“We Wanted A Revolution” features staggering works by household names like Carrie Mae Weems, Lorna Simpson, and Emma Amos
In 1970, the artist Faith Ringgold, alongside her daughter, writer Michele Wallace, and a New York-based artist-activist group successfully pressured the Whitney Museum of American Art to include Betye Saar and Barbara Chase-Riboud in that year’s Sculpture Annual—the first two black women artists to ever show at the prestigious institution. How did they do it? With well-placed cracked egg traps and tampons inscribed with “50%” scattered around the museum, a perfectly irritating reminder to curators of their demand: that half of the artists at the show be women. “The Whitney Museum became the focus of our attention. We went there often to deposit eggs. Unsuspecting male curatorial staff would pick up the eggs and experience the shock of having raw egg slide down the pants of their fine tailor-made suits,” Ringgold wrote in her 2005 memoir, recalling their performative tactics.

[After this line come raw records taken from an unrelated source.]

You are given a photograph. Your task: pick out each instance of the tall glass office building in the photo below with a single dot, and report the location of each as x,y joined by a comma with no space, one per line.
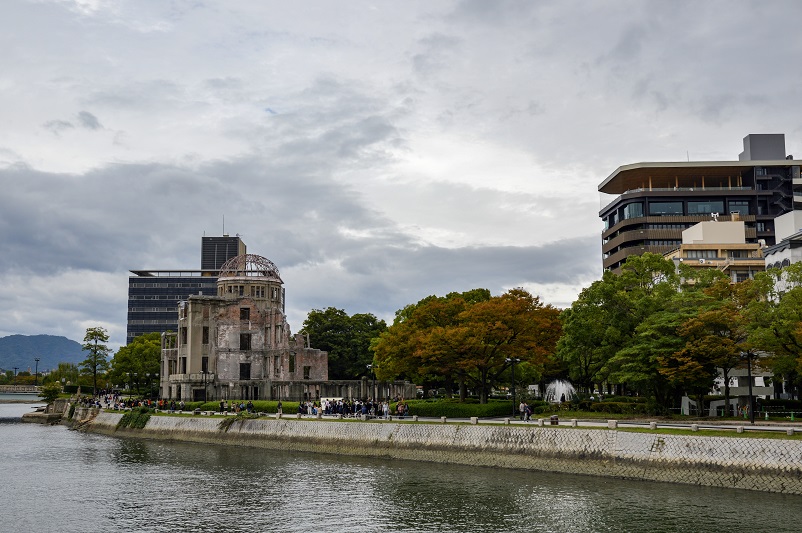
153,295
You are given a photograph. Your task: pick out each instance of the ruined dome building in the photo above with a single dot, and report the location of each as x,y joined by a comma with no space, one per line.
237,345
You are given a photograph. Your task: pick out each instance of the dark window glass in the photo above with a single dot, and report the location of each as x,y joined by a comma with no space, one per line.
705,208
244,341
665,208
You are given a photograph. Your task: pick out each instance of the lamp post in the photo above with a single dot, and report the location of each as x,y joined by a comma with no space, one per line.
512,361
749,377
373,389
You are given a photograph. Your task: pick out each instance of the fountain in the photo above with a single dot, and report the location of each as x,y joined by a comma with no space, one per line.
559,391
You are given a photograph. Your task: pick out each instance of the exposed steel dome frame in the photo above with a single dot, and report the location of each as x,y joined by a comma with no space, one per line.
249,265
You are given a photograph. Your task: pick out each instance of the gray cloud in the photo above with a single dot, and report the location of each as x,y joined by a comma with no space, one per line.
88,120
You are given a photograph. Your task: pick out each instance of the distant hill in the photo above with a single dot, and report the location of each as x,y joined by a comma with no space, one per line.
20,350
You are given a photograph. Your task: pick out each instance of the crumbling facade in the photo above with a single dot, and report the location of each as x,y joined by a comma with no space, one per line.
237,345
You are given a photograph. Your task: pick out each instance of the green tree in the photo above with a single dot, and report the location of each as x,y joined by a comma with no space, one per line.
138,361
50,392
346,339
97,361
469,338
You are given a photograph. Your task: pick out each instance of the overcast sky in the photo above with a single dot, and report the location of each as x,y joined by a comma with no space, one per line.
377,152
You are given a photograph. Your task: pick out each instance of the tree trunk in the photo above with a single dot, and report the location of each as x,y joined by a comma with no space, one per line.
726,391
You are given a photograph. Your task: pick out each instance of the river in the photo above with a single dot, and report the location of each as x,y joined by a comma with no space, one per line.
54,479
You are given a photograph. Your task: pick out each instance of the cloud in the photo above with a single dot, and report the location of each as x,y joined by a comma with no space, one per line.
88,120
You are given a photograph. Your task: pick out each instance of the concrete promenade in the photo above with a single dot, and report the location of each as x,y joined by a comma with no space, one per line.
772,465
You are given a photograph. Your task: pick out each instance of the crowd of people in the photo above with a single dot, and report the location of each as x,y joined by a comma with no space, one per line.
352,408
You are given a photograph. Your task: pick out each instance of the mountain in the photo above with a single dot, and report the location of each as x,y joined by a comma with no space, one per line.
20,350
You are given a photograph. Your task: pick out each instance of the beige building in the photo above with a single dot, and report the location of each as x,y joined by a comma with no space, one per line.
721,245
237,345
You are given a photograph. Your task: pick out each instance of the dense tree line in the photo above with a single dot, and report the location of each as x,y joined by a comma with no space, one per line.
661,334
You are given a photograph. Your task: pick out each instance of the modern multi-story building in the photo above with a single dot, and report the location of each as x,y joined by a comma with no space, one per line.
651,204
153,295
722,246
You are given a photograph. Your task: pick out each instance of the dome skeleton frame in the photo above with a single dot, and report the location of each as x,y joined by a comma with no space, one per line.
249,265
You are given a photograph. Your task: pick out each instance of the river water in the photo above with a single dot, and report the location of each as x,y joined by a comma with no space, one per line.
54,479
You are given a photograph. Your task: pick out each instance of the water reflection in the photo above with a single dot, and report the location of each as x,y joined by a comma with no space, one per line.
137,485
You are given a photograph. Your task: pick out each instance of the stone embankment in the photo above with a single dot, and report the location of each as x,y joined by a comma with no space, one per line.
771,465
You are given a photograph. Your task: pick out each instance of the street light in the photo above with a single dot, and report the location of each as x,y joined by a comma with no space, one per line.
512,361
749,377
373,390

A new show at the Brooklyn Museum, “We Wanted A Revolution: Black Radical Women, 1965-85” offers a rare glimpse of this moment in time, when the Black Arts Movement dovetailed with the women’s liberation movement. One of the exhibition’s anchor images, a photograph taken by artist Jan van Raay of one of their protests, shows a fresh-faced Wallace mid-chant, holding a sign that reads “50% Black Women Artists” and marching alongside her mother outside of the Whitney. It’s a striking record, not only of the artmaking of the time, but of the struggle for creative self-determination that black women artists were challenged with, an issue they still face today.